Rapid mapping of alloy surface phase diagrams via Bayesian evolutionary multitasking

Many global optimization tasks have partially or completely shared search spaces. This is particularly common in computational surface science, where surfaces are optimized to their lowest-energy configurations under various idealized chemical conditions to construct surface phase diagrams. If each task represents a global optimization of the surface system under a unique reaction condition, all tasks essentially shares the same configurational search space as well as the same black-box function that takes as input the configuration and returns the electronic energy of the relaxed structure. However, the configurational search space can be huge for multi-component systems such as alloys, while each energy evaluation also requires an expensive electronic structure calculation. Bayesian optimization represents an efficient paradigm for optimizing an expensive black-box function. Evolutionary multitasking is a newly emerging paradigm for solving multiple global optimization problems simultaneously.
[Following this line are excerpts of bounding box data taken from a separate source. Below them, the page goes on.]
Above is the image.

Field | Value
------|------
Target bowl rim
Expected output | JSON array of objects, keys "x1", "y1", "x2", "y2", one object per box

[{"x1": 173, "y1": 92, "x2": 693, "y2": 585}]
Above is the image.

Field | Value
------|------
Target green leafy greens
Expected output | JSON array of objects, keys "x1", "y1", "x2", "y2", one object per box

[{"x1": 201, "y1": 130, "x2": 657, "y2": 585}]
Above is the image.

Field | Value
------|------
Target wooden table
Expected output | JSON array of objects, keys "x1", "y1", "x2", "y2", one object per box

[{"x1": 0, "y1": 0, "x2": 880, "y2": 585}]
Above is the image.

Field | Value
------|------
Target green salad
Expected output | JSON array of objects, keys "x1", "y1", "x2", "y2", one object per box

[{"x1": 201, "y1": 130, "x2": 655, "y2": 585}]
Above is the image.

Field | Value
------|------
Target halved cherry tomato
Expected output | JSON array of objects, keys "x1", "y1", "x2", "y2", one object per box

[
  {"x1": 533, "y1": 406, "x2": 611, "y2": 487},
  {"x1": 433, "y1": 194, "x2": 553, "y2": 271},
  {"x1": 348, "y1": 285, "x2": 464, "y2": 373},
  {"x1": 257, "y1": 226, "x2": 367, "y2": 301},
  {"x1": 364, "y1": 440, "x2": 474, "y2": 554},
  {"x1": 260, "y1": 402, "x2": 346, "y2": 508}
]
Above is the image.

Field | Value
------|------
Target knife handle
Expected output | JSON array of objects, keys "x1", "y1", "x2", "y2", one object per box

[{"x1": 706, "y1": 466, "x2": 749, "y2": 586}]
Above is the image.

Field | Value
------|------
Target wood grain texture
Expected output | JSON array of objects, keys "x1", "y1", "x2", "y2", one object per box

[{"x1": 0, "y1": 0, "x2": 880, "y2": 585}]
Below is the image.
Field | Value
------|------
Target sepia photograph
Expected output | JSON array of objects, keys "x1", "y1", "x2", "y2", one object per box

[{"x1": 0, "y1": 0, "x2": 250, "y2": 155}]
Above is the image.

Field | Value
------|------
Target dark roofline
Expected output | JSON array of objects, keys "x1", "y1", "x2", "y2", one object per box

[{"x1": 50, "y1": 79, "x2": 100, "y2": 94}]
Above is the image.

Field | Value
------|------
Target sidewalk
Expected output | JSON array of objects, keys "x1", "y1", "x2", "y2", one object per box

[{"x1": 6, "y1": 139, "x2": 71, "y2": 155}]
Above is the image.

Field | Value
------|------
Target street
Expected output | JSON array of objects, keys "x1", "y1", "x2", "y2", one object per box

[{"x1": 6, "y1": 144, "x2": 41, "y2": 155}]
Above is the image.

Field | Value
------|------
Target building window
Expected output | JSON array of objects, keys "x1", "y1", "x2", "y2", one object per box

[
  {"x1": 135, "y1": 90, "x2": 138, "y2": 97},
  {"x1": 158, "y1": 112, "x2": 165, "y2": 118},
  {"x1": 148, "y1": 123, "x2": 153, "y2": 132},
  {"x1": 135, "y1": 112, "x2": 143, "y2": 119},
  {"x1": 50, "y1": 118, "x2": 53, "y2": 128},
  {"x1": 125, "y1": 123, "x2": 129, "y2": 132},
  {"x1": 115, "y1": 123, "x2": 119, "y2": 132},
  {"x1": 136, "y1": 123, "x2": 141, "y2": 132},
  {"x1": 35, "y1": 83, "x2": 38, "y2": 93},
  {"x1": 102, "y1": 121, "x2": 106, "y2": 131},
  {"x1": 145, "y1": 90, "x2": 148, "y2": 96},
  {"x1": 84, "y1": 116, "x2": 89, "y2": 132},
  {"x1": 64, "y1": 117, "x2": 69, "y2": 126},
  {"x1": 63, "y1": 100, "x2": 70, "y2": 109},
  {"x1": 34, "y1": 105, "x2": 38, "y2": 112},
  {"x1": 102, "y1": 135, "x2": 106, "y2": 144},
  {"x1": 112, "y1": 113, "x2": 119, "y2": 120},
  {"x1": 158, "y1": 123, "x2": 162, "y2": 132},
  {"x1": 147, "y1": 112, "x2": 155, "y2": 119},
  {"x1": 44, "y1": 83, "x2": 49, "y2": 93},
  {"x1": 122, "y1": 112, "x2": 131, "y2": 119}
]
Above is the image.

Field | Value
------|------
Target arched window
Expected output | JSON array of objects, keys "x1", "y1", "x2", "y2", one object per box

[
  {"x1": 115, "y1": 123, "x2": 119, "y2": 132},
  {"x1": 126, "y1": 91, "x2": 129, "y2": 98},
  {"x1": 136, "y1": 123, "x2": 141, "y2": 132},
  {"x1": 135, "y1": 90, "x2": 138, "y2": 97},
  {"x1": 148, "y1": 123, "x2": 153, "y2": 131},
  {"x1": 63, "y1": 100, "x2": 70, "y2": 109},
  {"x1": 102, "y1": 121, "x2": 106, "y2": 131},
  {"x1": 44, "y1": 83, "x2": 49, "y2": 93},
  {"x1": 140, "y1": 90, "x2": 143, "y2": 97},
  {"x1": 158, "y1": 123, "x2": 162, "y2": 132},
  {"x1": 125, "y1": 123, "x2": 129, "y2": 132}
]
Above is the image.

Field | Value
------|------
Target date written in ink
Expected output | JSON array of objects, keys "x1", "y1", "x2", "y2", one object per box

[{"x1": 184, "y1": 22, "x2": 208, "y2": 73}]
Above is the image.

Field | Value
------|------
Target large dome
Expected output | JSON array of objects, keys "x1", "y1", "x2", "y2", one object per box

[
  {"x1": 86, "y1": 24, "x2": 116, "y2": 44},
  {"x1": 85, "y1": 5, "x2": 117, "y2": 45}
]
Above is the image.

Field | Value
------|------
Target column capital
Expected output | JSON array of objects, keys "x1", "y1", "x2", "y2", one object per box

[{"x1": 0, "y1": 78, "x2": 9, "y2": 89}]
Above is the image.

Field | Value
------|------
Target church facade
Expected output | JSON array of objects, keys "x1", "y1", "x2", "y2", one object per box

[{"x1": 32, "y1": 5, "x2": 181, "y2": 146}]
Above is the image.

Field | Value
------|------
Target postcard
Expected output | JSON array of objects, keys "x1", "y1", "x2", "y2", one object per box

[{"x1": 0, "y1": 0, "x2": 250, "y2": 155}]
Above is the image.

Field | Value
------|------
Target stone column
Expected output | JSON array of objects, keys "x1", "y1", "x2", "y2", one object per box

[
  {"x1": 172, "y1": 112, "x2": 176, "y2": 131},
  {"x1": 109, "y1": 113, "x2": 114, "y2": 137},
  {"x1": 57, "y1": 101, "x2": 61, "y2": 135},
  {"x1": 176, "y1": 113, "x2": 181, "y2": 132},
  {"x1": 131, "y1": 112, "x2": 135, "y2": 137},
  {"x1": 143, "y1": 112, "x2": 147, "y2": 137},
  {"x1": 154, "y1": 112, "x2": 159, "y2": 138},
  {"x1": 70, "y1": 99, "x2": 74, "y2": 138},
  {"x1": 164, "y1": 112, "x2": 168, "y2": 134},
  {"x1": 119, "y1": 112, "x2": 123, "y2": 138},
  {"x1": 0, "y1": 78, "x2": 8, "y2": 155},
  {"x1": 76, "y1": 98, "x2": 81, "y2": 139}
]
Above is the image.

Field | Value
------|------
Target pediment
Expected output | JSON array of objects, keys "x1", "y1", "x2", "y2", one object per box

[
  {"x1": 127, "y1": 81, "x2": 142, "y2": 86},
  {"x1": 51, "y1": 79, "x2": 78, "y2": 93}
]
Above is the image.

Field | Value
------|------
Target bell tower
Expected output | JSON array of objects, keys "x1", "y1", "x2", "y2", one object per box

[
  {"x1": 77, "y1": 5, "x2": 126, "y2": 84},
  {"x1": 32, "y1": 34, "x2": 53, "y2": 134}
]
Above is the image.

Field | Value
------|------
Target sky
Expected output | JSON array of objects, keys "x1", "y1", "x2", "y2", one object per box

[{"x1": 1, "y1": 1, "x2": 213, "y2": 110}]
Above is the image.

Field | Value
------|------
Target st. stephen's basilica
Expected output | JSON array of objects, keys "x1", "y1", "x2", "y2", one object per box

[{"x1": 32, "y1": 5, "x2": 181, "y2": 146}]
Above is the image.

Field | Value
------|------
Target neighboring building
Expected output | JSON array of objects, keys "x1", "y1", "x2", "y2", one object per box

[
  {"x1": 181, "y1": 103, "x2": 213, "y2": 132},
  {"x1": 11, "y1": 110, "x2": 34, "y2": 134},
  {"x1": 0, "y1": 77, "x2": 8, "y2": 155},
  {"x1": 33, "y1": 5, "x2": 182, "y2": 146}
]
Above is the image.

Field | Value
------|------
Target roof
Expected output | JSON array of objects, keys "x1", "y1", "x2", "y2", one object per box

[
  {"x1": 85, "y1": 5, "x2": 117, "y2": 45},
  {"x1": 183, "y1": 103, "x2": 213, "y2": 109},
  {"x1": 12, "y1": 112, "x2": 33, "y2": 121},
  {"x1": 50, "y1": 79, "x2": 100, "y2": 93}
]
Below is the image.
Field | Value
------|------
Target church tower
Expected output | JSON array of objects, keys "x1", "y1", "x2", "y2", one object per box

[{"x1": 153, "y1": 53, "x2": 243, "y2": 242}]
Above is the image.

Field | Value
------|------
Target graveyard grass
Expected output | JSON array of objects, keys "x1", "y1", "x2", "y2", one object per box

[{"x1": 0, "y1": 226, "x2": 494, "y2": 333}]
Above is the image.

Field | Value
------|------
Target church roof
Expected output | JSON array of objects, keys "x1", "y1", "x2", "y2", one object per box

Here we present a novel Bayesian evolutionary multitasking (BEM) framework combining the best of the two. As a case study, we have used our method to derive surface phase diagrams of Pt-Ni alloy catalysts under a wide range of reaction conditions for steam methane reforming. Integrating knowledge such as graph theory, lattice symmetry and active learning, the BEM framework as a whole can significantly accelerate the mapping of surface phase diagrams for very complex heterogeneous systems.